Barth konzipiert mit anderen zusammen die Liturgische Nacht, jenen Meilenstein, dessen festlicher Charakter den Kirchentag bis heute prägt. 4000, also mehr als die Hälfte der Dauerteilnehmer, kamen in Düsseldorf zu dem fünfstündigen nächtlichen Fest. Neue Lieder wurden gesungen, es wurde gemalt und getanzt – und es gab ein feierliches Mahl. Die Liturgische Nacht in Düsseldorf war auch der Anfang einer langen Zusammenarbeit des katholischen Musikers Peter Janssens mit dem evangelischen Liederdichter Barth. Sie traten nicht – wie man das heute vielleicht sagen würde – in einen interkonfessionellen Diskurs, nein, es war viel einfacher: Beide verband die Musikalität des Glaubens.

"Und da ist es vollkommen egal, ob jemand katholisch ist oder evangelisch ist. Ökumene heißt doch eigentlich, dass wir alle miteinander Menschen sind mit gleichen Problemen. Mit gleichen Sorgen, mit gleiche Hoffnungen, mit gleichen Wünschen, vergleichbaren Wünschen – und dass wir in Liedern Wege haben, die man begehen kann, die Traurigkeiten stillen können, die Fröhlichkeiten, Hoffnungen stillen können, die das alles aber auch bewegen oder auslösen können.
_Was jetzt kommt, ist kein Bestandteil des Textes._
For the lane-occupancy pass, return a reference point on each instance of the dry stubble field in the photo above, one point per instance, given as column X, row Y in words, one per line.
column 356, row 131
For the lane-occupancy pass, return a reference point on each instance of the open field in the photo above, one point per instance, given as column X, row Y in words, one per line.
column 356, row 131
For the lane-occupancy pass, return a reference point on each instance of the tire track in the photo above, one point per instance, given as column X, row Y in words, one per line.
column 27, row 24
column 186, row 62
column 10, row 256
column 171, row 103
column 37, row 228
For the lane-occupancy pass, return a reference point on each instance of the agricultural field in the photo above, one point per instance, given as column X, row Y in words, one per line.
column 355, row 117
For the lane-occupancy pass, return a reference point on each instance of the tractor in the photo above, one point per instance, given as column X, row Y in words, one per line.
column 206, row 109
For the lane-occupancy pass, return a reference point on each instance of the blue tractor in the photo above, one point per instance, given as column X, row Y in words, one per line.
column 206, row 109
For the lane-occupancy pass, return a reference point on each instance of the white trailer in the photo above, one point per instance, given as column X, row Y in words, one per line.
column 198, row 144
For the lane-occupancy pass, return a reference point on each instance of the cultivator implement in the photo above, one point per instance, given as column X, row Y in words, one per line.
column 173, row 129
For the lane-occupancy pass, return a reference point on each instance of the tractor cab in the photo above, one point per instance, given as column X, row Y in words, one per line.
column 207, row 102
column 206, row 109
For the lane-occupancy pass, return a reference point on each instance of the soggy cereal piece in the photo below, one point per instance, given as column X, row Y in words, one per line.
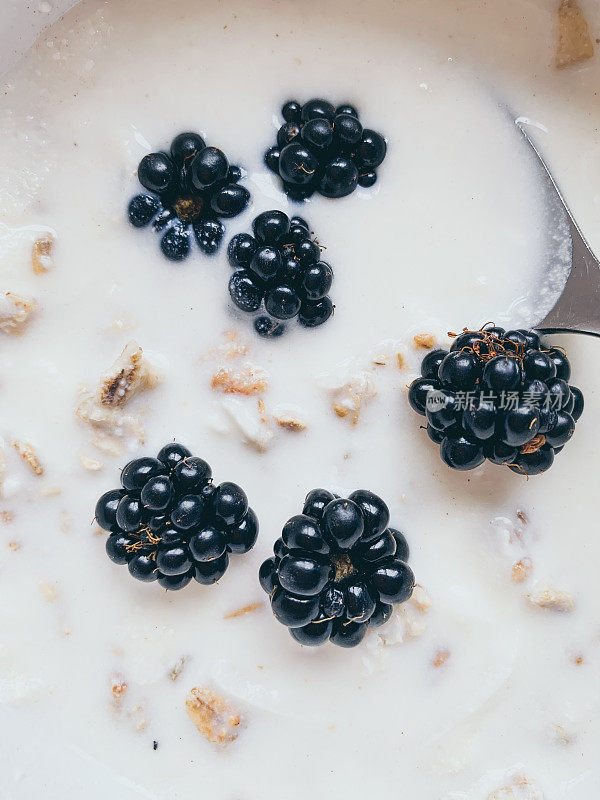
column 212, row 715
column 129, row 374
column 29, row 456
column 552, row 599
column 41, row 254
column 15, row 312
column 247, row 380
column 574, row 42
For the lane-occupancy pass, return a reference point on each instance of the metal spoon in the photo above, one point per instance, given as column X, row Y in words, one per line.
column 577, row 310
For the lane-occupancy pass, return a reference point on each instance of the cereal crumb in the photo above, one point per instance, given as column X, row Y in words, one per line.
column 521, row 570
column 247, row 380
column 15, row 312
column 424, row 340
column 41, row 254
column 213, row 716
column 29, row 456
column 552, row 599
column 240, row 612
column 574, row 42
Das ist eine ökumenische Angelegenheit und eine Kirche, die darauf meint verzichten zu können, die können wir ruhig vergessen."

CD: Meine Lieder Peter Janssens, CD 1074, LC 4679 Track 14 Brich mit den Hungrigen dein Brot Text: FK Barth/Peter Horst, Musik Peter Janssens, peter jannsens musik verlag 48291 Telgte, von 1994

"Brich mit den Hungrigen dein Brot
Sprich mit den Sprachlosen ein Wort
Sing mit den Traurigen ein Lied,
teil mit dein Einsamen dein Haus.

Such mit den Fertigen ein Ziel,
brich mit den Hungrigen dein Brot,
sprich mit den Sprachlosen ein Wort,
sing mit den Traurigen ein Lied."


Barths Verse klingen manchmal wie eine Litanei, wie Kinderverse oder Abzählreime. Sie sind einfach, ohne banal zu sein – denn immer ist da auch ein Widerhaken, der zum Denken reizt. Sie sind merkwürdig und prägen sich rasch ein. Heute verfolgt der 72-Jährige die Kirchentagsbewegung eher aus der Distanz. Vielleicht ist es gerade dieser Abstand, der ihn mit geschärftem Blick auf den anstehenden Ökumenischen Kirchentag in München schauen lässt. Barth geht es nicht darum, dass von ihm einst geprägte Formen bestehen bleiben. Wichtig ist ihm aber das, weshalb er sich einst selber an die Arbeit machte: Eine Sprache, die Menschen heute tröstet und berührt.

"Inzwischen würde ich dazu raten, eine große Strenge in allem, was geschieht, walten zu lassen. Und auch eine Kargheit. Entschuldigung – diese Buttonsucht, diese Fähnchensucht oder dieser Schwachsinn , wieder mit einem Tüchlein zu winken. Es war schon was, als die Frauen das erste Mal in Hannover diese Tücher umgebunden haben, es war schon was, aber es wird doch nicht dadurch besser, dass man das ununterbrochen wiederholt. Von meinen Kindern und Enkeln erwarte ich, dass sie ihren eigenen Kopf so anstrengen, wie wir das damals gemacht haben, um ihre eigenen Symbole zu entdecken, ihre eigenen Spielräume zu entdecken, vor allen Dinge ihre eigene Sprache."